ING Bank kept returning this very useful error message "System generating error: Acquirer":
<errorCode>SO1000</errorCode><errorMessage>Failure in system</errorMessage><errorDetail>System generating error: Acquirer</errorDetail>
According to the iDeal manual, the Acquirer is the bank of the Merchant (=webshop). So when the website I'm working on is connecting to their bank, the bank basically says in their message that they themselves are having a technical issue. For several hours, both on the live environment and on sandbox environment. Sounds a bit unbelievable to me.
As a external consultant I cannot call the bank for help, I'm condemned to use public resources and spend a lot of time to find the issue here.
Took me several hours of trying to change certificates, changing the Merchant ID and other parameters, but nothing helped. Until I noticed the library this customer is using opens it's own connection to the bank:
<?php $f=fsockopen("ssl://ideal-acquiring.ing.nl", ...);
Could it be that the new environment requires different/more secure SSL/TLS? I did a tcpdump on the network and opened the dump in wireshark. The connection was using TLSv1.2, nothing to worry about.

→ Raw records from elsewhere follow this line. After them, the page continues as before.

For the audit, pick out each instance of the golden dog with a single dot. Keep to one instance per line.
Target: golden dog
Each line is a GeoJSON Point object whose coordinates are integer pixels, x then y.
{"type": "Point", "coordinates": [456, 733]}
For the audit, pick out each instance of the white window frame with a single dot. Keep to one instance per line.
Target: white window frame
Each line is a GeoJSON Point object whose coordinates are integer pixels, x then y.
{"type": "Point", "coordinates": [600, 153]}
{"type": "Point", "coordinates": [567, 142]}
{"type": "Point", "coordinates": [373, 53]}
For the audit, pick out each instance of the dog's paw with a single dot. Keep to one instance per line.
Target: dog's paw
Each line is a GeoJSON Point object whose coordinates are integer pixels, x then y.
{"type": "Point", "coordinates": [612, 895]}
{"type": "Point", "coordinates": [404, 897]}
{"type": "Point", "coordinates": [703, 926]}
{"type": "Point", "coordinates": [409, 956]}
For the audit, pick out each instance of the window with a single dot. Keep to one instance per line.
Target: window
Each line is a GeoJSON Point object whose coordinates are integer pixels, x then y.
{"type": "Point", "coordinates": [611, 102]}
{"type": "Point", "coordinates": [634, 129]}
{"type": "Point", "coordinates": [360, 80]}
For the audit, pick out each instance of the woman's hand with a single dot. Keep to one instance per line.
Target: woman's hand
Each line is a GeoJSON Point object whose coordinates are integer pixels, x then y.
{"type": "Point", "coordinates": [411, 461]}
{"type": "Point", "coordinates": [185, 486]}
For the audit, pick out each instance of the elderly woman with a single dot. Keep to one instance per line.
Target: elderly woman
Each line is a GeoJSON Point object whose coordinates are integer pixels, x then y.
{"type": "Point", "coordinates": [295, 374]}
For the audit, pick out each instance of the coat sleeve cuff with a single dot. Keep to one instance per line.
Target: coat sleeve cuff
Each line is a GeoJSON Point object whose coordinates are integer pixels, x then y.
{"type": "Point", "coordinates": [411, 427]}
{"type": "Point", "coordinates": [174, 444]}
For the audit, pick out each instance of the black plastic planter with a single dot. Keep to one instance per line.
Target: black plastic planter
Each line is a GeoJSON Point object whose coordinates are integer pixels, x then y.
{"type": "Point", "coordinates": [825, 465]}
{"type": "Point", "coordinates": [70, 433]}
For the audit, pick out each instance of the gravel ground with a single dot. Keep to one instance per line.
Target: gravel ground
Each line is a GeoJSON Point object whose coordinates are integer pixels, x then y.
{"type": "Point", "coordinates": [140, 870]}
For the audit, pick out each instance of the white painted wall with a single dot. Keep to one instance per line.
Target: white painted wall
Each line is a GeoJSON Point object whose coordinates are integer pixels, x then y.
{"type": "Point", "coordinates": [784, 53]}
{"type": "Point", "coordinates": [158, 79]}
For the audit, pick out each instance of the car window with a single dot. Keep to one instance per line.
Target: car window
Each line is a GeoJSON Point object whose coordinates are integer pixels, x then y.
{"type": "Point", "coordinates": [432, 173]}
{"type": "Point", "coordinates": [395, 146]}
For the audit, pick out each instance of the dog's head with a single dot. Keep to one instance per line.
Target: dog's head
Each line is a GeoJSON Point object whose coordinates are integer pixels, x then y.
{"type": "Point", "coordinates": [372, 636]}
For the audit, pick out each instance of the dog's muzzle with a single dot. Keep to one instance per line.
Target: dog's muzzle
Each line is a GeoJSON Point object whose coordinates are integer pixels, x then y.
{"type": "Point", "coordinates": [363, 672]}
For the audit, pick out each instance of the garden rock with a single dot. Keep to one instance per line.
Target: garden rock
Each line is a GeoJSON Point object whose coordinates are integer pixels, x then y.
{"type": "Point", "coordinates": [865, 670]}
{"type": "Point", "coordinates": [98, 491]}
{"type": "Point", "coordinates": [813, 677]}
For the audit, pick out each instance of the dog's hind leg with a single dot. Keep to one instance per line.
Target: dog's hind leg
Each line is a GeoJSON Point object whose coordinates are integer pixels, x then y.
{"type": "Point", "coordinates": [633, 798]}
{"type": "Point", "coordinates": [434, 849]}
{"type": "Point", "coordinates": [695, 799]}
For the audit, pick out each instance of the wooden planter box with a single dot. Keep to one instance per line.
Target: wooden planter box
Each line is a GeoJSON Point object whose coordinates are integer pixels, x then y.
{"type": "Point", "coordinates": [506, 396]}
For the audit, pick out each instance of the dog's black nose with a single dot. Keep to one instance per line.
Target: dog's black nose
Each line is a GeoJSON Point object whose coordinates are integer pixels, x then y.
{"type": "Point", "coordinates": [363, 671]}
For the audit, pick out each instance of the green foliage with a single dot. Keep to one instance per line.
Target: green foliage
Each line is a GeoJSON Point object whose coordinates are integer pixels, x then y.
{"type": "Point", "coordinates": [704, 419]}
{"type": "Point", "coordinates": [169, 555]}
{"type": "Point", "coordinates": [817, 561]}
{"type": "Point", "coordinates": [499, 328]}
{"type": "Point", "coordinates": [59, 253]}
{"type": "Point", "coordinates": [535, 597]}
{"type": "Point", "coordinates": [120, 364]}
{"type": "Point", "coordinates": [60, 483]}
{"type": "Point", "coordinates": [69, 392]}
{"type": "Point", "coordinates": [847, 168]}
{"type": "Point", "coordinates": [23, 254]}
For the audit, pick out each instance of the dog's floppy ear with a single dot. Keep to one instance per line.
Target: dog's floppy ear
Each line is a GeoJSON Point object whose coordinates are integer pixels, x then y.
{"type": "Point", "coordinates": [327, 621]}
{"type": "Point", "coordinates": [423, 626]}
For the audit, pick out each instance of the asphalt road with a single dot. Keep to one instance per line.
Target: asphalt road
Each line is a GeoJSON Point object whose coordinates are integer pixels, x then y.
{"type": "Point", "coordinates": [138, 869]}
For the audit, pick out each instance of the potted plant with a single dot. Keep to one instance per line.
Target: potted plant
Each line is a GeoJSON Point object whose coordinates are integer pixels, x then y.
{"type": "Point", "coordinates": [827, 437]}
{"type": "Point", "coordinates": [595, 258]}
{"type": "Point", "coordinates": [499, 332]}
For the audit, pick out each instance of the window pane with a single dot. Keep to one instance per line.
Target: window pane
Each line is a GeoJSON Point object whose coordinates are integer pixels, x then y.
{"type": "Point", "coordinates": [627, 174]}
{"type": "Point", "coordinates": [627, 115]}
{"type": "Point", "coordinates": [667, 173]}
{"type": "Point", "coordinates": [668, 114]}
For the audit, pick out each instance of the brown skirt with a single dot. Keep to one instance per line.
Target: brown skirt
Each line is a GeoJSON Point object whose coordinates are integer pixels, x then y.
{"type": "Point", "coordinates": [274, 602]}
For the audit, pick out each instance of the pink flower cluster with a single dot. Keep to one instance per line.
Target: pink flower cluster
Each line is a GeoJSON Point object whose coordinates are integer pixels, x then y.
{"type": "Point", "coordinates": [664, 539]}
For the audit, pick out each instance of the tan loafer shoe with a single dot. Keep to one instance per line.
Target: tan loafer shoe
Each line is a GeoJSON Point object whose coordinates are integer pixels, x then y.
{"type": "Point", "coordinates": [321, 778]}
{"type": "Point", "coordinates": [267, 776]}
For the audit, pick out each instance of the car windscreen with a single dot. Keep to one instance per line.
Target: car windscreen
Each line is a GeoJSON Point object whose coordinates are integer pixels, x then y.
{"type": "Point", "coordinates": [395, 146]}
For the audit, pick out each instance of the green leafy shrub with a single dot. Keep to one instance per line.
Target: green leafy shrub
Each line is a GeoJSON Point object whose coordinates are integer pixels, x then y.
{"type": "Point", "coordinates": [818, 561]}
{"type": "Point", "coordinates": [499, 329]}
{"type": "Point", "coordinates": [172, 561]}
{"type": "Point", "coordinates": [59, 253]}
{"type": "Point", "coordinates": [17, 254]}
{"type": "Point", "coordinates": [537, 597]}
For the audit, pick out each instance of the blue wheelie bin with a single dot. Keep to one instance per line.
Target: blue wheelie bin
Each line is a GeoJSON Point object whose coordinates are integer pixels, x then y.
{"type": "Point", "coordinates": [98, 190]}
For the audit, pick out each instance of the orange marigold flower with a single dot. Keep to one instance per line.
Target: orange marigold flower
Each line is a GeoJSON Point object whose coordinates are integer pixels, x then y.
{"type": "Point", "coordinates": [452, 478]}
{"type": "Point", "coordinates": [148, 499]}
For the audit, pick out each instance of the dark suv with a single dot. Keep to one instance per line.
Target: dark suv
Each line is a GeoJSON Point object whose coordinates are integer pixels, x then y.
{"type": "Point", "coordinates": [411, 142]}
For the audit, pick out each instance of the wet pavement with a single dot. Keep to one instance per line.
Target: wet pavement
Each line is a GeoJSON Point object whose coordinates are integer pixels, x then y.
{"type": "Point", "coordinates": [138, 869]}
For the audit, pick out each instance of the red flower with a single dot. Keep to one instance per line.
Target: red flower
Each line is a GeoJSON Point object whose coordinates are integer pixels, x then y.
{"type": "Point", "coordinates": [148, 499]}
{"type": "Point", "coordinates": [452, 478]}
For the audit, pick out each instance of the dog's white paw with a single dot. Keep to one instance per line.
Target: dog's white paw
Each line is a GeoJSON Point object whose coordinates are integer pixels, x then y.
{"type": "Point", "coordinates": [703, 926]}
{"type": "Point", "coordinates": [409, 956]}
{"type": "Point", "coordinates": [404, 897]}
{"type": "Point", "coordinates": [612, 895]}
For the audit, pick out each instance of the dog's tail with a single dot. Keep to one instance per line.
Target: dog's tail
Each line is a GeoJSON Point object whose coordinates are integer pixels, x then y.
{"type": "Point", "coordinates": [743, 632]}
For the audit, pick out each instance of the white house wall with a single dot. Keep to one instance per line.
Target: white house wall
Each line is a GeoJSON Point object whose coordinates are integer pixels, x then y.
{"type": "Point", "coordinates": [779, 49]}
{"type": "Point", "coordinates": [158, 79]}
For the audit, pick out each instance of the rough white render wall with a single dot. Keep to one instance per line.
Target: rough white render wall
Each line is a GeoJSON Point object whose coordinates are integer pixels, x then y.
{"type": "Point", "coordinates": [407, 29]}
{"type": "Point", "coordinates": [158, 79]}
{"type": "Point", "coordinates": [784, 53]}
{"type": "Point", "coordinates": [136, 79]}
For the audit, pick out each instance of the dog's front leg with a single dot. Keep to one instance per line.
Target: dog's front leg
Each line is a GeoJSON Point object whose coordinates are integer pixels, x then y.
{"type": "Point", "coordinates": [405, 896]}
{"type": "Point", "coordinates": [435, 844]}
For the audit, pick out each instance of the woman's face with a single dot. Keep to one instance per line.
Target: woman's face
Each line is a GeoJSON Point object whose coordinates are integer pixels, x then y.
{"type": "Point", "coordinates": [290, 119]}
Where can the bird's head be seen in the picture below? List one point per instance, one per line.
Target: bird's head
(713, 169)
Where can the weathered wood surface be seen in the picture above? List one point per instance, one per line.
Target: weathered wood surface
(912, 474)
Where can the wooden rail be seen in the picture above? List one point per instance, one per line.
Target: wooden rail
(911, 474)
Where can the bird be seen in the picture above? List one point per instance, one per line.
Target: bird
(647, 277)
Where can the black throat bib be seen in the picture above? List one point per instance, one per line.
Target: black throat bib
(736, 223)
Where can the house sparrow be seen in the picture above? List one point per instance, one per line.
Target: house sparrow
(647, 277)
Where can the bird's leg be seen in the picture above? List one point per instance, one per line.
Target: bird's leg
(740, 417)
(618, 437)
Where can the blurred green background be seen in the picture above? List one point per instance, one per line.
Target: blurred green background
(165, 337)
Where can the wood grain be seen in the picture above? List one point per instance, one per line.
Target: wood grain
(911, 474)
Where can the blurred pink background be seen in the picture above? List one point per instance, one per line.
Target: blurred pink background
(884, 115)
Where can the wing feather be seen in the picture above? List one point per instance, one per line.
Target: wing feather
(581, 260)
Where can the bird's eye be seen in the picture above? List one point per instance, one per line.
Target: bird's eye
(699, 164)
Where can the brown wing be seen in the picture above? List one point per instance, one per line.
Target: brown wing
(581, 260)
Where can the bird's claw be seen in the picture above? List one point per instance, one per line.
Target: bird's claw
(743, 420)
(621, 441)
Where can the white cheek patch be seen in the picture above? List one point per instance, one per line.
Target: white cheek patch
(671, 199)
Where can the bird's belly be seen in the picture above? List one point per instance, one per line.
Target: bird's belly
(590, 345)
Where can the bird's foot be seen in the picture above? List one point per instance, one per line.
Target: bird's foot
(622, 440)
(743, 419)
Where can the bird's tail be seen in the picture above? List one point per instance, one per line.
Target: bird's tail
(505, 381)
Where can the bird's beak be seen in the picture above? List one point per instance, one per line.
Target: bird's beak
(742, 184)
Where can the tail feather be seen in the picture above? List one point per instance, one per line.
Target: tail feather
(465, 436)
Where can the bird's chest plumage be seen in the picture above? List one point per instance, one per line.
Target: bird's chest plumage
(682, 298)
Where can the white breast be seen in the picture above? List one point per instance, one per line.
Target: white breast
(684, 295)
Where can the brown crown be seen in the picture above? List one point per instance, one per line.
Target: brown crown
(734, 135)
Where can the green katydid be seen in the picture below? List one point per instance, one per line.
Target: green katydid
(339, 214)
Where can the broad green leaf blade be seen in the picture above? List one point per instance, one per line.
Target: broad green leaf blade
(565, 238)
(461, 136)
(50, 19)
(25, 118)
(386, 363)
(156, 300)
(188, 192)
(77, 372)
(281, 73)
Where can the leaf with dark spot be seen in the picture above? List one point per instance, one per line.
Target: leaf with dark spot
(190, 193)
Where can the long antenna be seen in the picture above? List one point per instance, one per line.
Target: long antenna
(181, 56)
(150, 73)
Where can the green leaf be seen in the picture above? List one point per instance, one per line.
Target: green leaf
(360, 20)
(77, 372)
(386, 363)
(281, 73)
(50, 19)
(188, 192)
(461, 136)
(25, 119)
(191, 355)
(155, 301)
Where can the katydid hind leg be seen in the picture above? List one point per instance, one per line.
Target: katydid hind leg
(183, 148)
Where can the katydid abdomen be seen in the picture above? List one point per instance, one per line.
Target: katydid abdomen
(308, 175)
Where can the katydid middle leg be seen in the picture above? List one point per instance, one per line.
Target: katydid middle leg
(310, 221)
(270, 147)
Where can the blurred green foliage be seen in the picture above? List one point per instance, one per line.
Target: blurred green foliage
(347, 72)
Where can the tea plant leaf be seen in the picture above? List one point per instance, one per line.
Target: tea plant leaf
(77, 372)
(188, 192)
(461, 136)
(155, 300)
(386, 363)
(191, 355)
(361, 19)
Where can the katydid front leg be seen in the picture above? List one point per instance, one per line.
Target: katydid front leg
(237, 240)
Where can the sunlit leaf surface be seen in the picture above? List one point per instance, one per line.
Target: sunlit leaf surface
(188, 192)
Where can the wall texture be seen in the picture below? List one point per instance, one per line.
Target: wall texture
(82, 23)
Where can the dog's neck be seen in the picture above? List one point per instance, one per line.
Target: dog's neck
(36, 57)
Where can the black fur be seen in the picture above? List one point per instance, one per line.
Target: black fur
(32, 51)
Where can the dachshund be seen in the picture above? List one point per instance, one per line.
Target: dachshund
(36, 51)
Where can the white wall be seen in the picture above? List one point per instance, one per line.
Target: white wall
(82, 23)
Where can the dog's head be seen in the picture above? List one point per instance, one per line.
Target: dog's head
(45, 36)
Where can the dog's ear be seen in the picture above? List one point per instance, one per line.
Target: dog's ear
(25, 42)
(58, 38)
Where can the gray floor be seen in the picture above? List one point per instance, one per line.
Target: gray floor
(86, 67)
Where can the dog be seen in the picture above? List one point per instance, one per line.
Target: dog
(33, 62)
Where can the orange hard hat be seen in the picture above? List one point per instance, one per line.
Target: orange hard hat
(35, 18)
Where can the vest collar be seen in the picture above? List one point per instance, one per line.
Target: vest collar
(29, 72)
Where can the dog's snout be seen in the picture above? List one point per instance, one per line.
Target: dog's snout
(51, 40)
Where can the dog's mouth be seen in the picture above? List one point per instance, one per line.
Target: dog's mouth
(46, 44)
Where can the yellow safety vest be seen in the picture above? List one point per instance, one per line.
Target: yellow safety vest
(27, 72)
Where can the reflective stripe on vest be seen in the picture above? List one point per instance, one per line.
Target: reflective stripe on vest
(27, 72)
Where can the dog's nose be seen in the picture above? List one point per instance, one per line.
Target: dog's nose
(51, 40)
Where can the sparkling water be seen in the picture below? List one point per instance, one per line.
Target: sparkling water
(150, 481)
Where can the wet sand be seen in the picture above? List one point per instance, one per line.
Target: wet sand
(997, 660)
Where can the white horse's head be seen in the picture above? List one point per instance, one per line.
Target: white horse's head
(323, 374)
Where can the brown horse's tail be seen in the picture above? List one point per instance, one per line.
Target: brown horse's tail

Lets see what else this code does:
$out.='POST ' . $path . ' HTTP/1.0' . $this->CRLF;
Hey, that's weird. HTTP/1.0, did we not abandon that protocol 20 years ago? Could it be that using an old protocol blocks the whole transaction? Turns out I was right. I replaced the whole function to use curl, and the problem was instantly fixed:
protected function postToHost($url, $data, $timeout = 30 /*ignored now*/ ) {
$url=preg_replace("#^ssl://#","https://",$url);
$ch = curl_init($url);
curl_setopt($ch, CURLOPT_POST, 1);
curl_setopt($ch, CURLOPT_HTTPHEADER, array('Content-Type: text/xml'));
curl_setopt($ch, CURLOPT_POSTFIELDS, "$data");
curl_setopt($ch, CURLOPT_RETURNTRANSFER, 1);
$output = curl_exec($ch);
return $output;
}
That's it. For now. At some moment I'll probably advise this customer to change to a more modern iDeal lib.
I'm a bit annoyed though. The bank could give an answer that's more indicative of the problem. How hard is it for the ING Bank to always include a reason if the request gets past the webserver to begin with? The error message was digitally signed with a SSL-based XML signature, which I think means the backend application could have done better.